DEV Community

AutoMQ
AutoMQ

Posted on

How to Achieve 2x Partition Write Performance for Kafka

Introduction
Writing to a single partition holds significant value in scenarios requiring globally ordered messages. In some strictly ordered environments, it is necessary to set the number of partitions to one and use only a single producer to send data, ensuring that consumers can read all data in the original order. At this time, the single partition write performance of Kafka will determine the throughput ceiling of the entire system. In our practice, we have found that Kafka, due to constraints in its thread model implementation, has not fully exploited the potential of single partition write performance. This article will delve into the deficiencies of the Kafka thread model and how AutoMQ has improved upon it to achieve better single partition write performance.

Analysis of Apache Kafka®'s Serial Processing Model
Apache Kafka's serial processing model network framework primarily consists of five classes:

  • SocketServer: The core class of the network framework, including the Acceptor and Processor segments
    • Acceptor: Listens on ports, handles new connection requests, and distributes connections to the Processor;
    • Processor: A network thread, configured by the num.network.threads setting. Each TCP connection is handled exclusively by one Processor.
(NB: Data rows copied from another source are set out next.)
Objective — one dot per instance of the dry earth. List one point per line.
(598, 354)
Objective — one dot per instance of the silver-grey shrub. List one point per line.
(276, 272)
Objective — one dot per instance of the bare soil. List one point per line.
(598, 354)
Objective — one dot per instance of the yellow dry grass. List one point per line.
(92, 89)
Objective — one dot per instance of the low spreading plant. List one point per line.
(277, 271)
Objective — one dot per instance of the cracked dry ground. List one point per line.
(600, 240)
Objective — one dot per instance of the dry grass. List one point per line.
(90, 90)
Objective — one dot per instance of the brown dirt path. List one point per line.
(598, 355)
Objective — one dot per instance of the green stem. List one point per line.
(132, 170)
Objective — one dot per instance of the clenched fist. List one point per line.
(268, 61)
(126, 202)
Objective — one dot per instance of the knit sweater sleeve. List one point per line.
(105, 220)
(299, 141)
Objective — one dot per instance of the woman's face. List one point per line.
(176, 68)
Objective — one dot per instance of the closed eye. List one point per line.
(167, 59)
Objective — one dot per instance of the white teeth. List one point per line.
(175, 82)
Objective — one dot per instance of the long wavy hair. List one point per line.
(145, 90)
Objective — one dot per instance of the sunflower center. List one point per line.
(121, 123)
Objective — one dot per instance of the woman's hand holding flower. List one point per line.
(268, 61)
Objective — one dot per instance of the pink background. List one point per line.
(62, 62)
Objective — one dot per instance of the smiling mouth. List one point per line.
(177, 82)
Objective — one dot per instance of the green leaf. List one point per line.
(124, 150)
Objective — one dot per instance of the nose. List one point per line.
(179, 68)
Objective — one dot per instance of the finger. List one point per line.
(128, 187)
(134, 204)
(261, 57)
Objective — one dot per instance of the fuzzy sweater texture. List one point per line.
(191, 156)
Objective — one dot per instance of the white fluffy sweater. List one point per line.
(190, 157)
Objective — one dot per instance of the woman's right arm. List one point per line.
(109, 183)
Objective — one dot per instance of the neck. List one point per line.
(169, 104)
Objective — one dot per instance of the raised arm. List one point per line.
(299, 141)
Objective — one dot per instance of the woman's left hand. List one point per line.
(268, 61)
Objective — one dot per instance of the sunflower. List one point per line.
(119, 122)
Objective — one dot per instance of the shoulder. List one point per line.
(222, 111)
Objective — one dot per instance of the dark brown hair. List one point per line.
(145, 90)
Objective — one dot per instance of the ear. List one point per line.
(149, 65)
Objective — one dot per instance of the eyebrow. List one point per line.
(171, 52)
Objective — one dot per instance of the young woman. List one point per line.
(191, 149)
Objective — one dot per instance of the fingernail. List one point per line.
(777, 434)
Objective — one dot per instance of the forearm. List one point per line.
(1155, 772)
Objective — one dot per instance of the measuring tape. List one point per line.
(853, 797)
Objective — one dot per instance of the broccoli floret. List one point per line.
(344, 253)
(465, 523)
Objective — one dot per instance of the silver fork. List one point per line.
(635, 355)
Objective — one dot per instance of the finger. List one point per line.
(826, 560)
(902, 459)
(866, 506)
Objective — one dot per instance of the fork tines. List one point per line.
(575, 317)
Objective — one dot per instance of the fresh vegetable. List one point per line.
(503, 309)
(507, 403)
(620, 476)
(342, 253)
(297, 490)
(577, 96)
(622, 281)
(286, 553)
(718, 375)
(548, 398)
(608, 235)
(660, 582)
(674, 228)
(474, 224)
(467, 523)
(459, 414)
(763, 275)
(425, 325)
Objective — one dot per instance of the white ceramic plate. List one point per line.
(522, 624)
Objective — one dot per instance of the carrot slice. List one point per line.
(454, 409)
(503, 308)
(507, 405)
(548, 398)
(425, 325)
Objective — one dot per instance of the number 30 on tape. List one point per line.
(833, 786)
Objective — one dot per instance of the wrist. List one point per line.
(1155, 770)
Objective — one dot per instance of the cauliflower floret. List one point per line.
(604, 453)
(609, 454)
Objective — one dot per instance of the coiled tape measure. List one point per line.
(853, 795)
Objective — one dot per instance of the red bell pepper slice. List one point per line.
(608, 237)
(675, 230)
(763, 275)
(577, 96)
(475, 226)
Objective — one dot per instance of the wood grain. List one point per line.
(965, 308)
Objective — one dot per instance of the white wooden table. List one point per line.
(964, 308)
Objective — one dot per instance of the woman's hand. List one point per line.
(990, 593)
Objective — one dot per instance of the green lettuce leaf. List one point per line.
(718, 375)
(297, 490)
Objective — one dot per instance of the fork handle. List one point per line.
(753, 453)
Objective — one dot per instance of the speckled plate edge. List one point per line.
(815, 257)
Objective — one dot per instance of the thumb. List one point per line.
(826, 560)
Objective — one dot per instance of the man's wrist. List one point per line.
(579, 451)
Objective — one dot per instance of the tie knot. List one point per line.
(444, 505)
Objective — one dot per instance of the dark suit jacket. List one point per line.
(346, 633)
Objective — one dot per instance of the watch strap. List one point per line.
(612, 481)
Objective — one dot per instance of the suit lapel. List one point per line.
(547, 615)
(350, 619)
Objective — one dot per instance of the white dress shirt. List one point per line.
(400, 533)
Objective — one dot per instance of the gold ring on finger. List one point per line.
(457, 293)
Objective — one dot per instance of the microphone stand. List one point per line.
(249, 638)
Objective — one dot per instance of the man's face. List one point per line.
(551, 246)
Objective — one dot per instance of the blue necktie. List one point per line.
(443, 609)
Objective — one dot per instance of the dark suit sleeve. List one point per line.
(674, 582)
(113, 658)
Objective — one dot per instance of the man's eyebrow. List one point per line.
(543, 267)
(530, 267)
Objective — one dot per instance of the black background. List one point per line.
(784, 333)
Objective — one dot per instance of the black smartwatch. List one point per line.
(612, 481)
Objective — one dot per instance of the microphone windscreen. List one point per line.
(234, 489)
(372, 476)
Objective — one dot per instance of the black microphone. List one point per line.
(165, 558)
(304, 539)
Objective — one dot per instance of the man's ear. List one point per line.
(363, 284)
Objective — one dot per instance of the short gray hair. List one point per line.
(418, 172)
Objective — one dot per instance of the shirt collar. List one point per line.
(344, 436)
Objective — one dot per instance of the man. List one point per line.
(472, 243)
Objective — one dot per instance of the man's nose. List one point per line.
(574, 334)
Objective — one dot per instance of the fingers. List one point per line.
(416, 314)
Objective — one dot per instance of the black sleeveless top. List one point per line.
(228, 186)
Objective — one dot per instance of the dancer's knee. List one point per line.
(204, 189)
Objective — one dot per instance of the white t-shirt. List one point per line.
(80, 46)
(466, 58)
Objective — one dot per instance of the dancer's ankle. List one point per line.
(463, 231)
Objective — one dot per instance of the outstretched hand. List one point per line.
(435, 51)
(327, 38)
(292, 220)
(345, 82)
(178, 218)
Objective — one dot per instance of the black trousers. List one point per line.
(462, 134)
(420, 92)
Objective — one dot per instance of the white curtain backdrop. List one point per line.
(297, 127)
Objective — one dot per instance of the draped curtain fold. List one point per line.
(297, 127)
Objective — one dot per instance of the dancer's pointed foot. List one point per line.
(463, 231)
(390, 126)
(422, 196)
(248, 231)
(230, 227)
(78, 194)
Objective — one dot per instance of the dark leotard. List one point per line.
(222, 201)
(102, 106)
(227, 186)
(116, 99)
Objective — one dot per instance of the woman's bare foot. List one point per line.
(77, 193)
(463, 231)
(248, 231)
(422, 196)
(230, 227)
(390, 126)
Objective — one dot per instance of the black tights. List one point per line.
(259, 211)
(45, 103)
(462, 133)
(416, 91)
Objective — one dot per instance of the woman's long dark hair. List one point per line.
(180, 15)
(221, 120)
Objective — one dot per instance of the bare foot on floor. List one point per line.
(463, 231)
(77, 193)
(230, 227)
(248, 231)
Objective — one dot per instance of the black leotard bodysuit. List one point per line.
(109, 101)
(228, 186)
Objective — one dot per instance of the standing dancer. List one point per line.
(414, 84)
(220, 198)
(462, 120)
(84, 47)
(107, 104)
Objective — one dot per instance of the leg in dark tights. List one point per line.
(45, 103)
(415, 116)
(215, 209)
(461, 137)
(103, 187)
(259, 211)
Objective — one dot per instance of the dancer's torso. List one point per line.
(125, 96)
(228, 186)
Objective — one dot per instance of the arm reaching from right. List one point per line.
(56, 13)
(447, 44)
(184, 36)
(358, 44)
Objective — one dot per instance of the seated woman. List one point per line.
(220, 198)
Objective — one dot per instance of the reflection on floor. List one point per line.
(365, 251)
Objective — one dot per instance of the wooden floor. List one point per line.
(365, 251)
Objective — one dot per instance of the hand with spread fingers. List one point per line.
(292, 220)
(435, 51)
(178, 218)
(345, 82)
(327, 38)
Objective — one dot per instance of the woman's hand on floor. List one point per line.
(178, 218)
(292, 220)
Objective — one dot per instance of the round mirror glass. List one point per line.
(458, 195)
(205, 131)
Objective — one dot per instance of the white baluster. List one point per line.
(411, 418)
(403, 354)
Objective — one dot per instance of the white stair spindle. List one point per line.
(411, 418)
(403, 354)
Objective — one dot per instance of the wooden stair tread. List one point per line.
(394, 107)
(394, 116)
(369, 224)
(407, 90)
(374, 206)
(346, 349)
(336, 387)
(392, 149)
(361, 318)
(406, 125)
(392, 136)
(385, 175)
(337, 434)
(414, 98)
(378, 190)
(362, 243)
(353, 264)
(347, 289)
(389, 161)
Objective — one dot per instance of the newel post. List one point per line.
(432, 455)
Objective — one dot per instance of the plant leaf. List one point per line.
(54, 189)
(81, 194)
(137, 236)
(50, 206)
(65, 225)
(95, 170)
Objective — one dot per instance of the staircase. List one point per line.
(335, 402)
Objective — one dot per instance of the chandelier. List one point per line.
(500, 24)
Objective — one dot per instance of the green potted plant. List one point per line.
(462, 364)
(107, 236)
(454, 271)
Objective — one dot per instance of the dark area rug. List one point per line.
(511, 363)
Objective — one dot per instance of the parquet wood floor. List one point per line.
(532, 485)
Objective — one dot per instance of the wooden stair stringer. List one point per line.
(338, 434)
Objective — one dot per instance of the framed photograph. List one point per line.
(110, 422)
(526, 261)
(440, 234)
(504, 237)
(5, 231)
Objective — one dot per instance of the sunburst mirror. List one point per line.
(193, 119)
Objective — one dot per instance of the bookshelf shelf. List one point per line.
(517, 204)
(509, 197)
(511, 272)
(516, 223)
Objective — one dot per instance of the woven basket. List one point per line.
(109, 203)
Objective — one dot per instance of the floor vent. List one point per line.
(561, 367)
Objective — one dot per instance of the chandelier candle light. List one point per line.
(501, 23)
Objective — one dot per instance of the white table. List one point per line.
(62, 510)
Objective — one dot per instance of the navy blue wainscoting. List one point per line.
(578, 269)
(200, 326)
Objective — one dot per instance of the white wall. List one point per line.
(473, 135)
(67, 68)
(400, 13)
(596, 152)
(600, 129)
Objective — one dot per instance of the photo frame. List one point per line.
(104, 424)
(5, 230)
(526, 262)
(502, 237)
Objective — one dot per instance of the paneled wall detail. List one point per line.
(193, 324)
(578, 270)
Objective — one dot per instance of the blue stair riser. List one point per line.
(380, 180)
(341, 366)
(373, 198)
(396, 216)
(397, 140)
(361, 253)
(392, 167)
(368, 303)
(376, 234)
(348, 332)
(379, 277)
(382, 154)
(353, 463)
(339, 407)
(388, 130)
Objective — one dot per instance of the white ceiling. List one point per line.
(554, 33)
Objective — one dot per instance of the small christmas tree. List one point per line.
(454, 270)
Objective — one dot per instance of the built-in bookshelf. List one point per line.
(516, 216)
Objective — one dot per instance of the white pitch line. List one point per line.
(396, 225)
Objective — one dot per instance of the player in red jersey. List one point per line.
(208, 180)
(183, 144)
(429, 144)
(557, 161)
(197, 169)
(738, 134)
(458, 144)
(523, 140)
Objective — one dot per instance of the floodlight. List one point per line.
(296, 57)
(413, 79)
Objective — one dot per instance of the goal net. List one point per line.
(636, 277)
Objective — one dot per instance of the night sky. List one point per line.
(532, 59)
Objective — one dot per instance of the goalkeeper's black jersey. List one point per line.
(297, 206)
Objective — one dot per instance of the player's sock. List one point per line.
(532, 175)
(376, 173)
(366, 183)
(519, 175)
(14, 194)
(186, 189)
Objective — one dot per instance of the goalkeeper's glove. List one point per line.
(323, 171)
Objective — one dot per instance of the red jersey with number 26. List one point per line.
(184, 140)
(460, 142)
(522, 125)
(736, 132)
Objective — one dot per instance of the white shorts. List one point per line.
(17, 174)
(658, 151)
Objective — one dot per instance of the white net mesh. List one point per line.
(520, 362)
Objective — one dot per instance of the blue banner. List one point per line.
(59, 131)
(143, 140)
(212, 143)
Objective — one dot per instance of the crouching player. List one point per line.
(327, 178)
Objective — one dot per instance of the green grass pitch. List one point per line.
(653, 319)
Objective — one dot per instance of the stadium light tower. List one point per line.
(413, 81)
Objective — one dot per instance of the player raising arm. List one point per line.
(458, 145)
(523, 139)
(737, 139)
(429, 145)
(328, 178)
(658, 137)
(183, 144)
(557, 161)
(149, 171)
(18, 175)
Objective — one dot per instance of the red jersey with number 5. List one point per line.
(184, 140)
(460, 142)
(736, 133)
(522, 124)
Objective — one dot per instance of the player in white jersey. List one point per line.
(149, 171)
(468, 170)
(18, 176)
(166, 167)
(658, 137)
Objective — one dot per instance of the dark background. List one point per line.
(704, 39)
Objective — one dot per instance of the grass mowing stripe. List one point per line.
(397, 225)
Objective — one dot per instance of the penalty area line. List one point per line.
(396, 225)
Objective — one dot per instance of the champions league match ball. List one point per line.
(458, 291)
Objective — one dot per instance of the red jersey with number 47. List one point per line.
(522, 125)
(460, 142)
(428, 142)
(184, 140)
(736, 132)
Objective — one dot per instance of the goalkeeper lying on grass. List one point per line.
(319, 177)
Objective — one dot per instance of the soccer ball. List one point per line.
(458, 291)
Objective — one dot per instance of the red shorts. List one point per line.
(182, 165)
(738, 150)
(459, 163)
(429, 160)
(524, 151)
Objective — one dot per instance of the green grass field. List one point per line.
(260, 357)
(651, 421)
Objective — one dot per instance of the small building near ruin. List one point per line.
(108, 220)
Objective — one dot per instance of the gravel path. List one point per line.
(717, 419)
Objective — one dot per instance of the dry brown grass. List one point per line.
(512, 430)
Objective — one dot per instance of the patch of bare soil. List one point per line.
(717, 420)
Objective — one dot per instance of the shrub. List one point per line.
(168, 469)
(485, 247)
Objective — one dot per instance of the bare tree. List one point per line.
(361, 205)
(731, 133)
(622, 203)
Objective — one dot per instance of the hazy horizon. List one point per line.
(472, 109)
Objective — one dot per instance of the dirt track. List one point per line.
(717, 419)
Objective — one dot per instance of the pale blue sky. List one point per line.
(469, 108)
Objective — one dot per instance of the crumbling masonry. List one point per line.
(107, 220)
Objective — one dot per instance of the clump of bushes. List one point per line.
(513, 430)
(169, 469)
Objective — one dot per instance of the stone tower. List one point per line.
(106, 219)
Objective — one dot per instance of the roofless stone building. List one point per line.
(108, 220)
The Processor#run method drives the subsequent lifecycle management of the connection, parsing requests from the network and writing responses back to the network;
  • KafkaChannel: An abstraction of a single TCP connection, maintains the state information of the connection, held by the Processor;
  • RequestChannel: After the Processor parses requests from the network, it places them into the single-queue RequestChannel, from where the KafkaRequestHandler pulls them for concurrent multi-threaded processing;
  • KafkaRequestHandler: Handles business logic and IO operations, configured through num.io.threads. After receiving requests from the RequestChannel, it invokes KafkaApis to process the business logic.
  • KafkaApis: A specific class for handling business logic, which dispatches requests to different methods based on the type of request. The core classes of the network framework and their interactions correspond to the thread model of Apache Kafka as shown in the figure below:

Image description

As can be seen, Kafka's thread model is similar to the server programs we develop using Netty:

  • kafka-socket-listener corresponds to the Boss EventLoopGroup: responsible for accepting client connections. When a new connection arrives, the Boss EventLoopGroup accepts the connection and registers it with the Worker EventLoopGroup;
  • kafka-network-thread corresponds to the Worker EventLoopGroup: handles all I/O events of the connection, including reading data, writing data, and managing lifecycle events of the connection;
  • Kafka-request-handler: To prevent business logic from blocking network threads, business logic is typically offloaded to a separate thread pool for asynchronous execution; So why is Apache Kafka considered to have a serial processing model? This is related to its KafkaChannel mute state machine, which is illustrated in the figure below:

Image description

  • Receiving Requests: When a Processor parses a complete request from the network, it first adds the request to the RequestChannel, then calls the #mute method to change the KafkaChannel's state from NOT_MUTE to MUTE, and sends a REQUEST_RECEIVED event to transition to MUTE_AND_RESPONSE_PENDING state. Note: Until a corresponding response is received for this request, the Processor will not attempt to read more requests from connections that are not in the NOT_MUTE state (Processor#processCompletedReceives).
  • Returning Responses: Once KafkaApis has processed the request and is ready to return the response to the KafkaChannel, it first sends a RESPONSE_SENT event to change the state from MUTE_AND_RESPONSE_PENDING to MUTE, then calls the #unmute method to change the state to NOT_MUTE. At this point, the Processor will parse more requests from this connection (Processor#processNewResponses).
  • Quota Limitations: The flow control process caused by quota limitations is not covered in this article, but those interested can delve further into the Processor class. The state machine in Apache Kafka ensures that for each connection, there is only one request being processed at a time, and it will only continue to process the next request once the previous one has been completed and responded to. This is why Apache Kafka is known for its serial processing model. In a message production request scenario, assume a 1MB message production request requires 5ms for network parsing, validation, ordering, and persistence (ISR sync/disk flushing), then the processing capability limit of a connection is 200 requests per second, and the throughput limit for a single producer per partition is also 200MB/s. As illustrated below, even if the client sets max.in.flight.requests.per.connection = 5, MSG1 to MSG4 "arrive" at the server "simultaneously", MSG4 must wait until the previous three requests have been processed and responded before it can begin processing, resulting in a total send time for MSG4 of 4T.

Image description

Given that the serial processing model is not that efficient, why does Apache Kafka choose this design?
One of the core reasons: Through the serial processing model, Apache Kafka can more simply ensure the sequential handling of single connection requests. For example, in transactions where multiple messages are sent, the messages carry sequence numbers to denote order, and the Broker checks the sequence number of each request before persisting the messages. If the sequence numbers are not incrementally increasing, an OUT_OF_ORDER_SEQUENCE_NUMBER error is returned. If these requests were processed in parallel after being parsed from the network, it could lead to message disorder issues.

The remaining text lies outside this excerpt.